Dairy products are consumed frequently throughout the year, with common foods including yogurt known as dahi and also buttermilk known as mattha, ghee, lassi and butter. The cuisine of Bihar is similar to a great extent to North Indian cuisine but has an influence from other East Indian Cuisine (for example like Bengali cuisine).

It is highly seasonal, with watery foods such as watermelon and Sherbet made of pulp of the wood-apple fruit being consumed mainly in the summer months and dry foods, preparations made of sesame seeds,poppy seeds in the winter months.

Some dishes which Bihar is famous for, include Sattu Paratha, which are parathas stuffed with fried chickpea flour, Chokha (spicy mashed potatoes), Fish curry and Bihari Kebab,Postaa-dana kaa halwaa.

Bihari Thali
As the seasons change so does the Bihari thaali, every 3–4 months. The constants are rice, roti, achar, chatni, dals and milk products with some variation.

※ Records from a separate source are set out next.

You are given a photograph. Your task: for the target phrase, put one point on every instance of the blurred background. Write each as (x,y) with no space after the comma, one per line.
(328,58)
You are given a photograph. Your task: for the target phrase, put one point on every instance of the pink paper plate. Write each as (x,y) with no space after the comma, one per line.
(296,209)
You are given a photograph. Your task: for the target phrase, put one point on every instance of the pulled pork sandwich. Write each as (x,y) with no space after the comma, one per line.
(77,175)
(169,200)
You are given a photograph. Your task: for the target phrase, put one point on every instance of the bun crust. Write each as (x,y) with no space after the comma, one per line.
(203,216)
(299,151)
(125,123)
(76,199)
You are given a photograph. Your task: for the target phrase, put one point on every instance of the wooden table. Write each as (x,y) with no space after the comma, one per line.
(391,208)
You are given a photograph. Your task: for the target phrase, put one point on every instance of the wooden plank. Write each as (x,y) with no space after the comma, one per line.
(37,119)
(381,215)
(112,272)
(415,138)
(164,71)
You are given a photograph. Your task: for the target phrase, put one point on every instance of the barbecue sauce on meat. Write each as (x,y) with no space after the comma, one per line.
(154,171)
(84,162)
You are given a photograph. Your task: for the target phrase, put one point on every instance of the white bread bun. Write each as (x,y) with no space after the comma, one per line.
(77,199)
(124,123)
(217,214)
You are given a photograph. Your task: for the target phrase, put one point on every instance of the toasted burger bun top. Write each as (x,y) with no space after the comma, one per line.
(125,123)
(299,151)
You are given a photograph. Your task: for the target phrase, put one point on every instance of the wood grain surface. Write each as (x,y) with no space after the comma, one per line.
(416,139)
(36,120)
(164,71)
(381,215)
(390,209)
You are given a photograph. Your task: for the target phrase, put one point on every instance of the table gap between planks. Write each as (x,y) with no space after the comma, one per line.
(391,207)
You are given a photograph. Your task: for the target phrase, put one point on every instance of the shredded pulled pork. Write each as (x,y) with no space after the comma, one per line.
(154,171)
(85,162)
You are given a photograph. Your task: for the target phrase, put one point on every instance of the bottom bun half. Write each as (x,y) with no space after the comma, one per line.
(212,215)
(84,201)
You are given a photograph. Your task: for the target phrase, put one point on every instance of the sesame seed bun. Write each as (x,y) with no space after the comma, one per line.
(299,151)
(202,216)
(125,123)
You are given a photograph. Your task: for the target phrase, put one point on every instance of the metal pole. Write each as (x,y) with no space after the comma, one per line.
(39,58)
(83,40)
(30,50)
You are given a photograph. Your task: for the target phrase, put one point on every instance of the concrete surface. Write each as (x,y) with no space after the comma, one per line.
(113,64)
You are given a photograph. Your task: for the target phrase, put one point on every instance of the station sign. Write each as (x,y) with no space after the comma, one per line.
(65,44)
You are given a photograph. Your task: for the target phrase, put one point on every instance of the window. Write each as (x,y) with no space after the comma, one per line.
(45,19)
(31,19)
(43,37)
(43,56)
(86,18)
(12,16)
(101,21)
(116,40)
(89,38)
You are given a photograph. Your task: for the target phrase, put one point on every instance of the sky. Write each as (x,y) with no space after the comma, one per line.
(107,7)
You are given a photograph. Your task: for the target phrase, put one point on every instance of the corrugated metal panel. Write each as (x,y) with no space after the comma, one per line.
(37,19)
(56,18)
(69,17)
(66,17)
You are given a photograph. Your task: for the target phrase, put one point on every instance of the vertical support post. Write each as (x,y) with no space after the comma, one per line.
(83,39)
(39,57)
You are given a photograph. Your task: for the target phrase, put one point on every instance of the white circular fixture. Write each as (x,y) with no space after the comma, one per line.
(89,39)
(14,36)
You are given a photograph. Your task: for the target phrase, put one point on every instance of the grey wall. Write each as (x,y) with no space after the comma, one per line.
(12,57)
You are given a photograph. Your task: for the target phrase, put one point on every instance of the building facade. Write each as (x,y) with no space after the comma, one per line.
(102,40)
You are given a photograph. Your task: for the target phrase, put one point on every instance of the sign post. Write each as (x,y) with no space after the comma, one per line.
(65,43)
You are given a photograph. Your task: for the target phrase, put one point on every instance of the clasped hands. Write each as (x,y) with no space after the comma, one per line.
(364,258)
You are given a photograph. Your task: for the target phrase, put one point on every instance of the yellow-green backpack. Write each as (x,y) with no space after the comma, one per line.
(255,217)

People use both vegetable oil or mustard oil and zeera or panchforan (literally "five seeds", namely saunf, sarson, methi, ajwain and mangraeel(Kalaunji) for "chhounkna"/"Tadka"(tempering) of some vegetables. There is a lot of light frying, called bhoonjnaa, in Bihari food.

One of the most remarkable thing about this cuisine is "smoked food". It refers to using smoked red chilli to infuse a strong aroma in food. It is used in preparing "chokhaa", i.e. mashed brinjals/potatoes/tomatoes, either single or combined. Smoked chilli is also used in preparing kadam (a common fruit sweet sour in taste, technical name Anthocephalus morindaefolia) chutney.

Traditional Cuisine
Kadhi Bari - these fried soft dumplings made of besan (gram flour) are cooked in a spicy gravy of yogurt and besan. It goes well over plain rice.

Khichdi - Mix of Rice, Dal and several Vegetables; steamed together to give a distinctive taste of different ingredients combined in one dish. It is often topped up with ghee.

Ghugni - It is a preparation made of grams soaked (either lightly/overnight)in water and then sauted in mustard oil in a wok.

Pittha - It is something like momos. It could be either salty or sweet.It is either a semi circular/ball shaped preparation made of crust made of soft rice flour and filled with preparations made of Channa Daal lentil paste, or Poppy seeds & Gur (Jaggey). and then steamed in water/ milk (allowed to thicken).

Choora - beaten rice, served with a coat of creamy curd and sugar or jaggery. In winters, this is mildly baked and accompanied with a thick spicy preparation made of peas and onions.

Sattu - powdered baked gram, a high energy giving food usually mixed with water or with milk. Sometimes, sattu mixed with spices is used to prepare stuffed 'chapattis', locally called as 'makuni roti'.

Dhuska - a deep fried item prepared from a mixture of powdered rice and ghee but is salted.

Litti - Powdered baked gram is mixed with chopped onions,green chillies,lemon juice,coriander leaves. This mixture is filled inside atta and either barbecued over coal or deep fried with oil. Best accompanied with Ghee,Curd and Chokha and baigan bharta.